Kiedy wybuchła wojna, Sławik znalazł się na Węgrzech. Zorganizował tam Komitet Obywatelski. Pomagał polskim uchodźcom. Wymyślał dla nich nowe życiorysy, fałszował papiery.

W Balatonboglár od czerwca 1940 działała największa polska szkoła na Węgrzech. Przeszło przez nią kilkaset dzieci. Sławik załatwiał nauczycieli, podręczniki, żywność. Robił to wszystko, co trzeba.

Szczególnie pomagał Żydom. Wydawał im katolickie metryki. Tłumaczył, że są Polakami. Współpracował z węgierskim urzędnikiem Józefem Antallem. Razem uratowali co najmniej pięć tysięcy ludzi.

To liczba porównywalna z dokonaniami Oskar Schindlera. Tyle że Schindler miał fabry­kę i film Spielberga. Sławik miał tylko biurko i węgierskiego przyjaciela.

Przesłuchanie i śmierć

W lipcu 1944 Niemcy wkroczyli na Węgry. Aresztowali Sławika niemal od razu. Wiedzieli, czym się zajmował. W śledztwie wziął całą odpowiedzialność na siebie.

Nie przyznał się, że zna Antalla. Nie wydał nikogo. Zginął 23 sierpnia w Gusen I, podobozie Mauthausen. Miał pięćdziesiąt lat.
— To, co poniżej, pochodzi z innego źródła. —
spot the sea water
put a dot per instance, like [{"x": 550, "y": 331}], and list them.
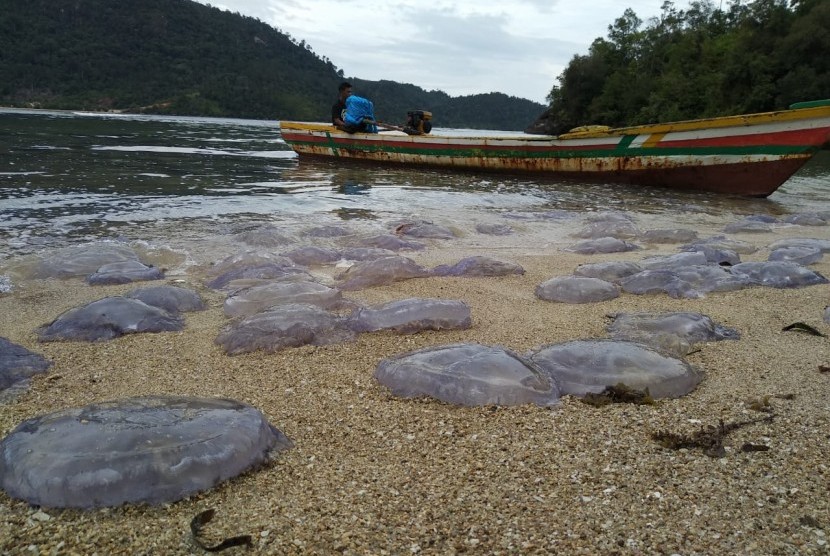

Czytaj również:  Śmierć Fritza Todta. Zamach zlecony przez Hitlera?

Przez trzydzieści trzy lata nikt go nie pamiętał. Dopiero w 1977 roku izraelski adwokat Izaak Bretler złożył wniosek do Yad Vashem. Bretler był jednym z wychowanków sierocińca w Vácu, które powstało dzięki Sławikowi.

Henryk Sławik dostał tytuł Sprawiedliwego wśród Narodów Świata. To wystarczająco dużo i stanowczo za mało. Uratował prawie trzydzieści tysięcy osób. A większość Polaków wciąż nie zna jego imienia.

WYBRANA BIBLIOGRAFIA

-https://pl.wikipedia.org/wiki/Henryk_S%C5%82awik
-https://hrabiatytus.pl/2019/04/18/henryk-slawik-sprawiedliwy-wsrod-narodow-swiata-i-jego-wegierski-przyjaciel/

O autorze: przez wieki

(Visited 8 times, 8 visits today)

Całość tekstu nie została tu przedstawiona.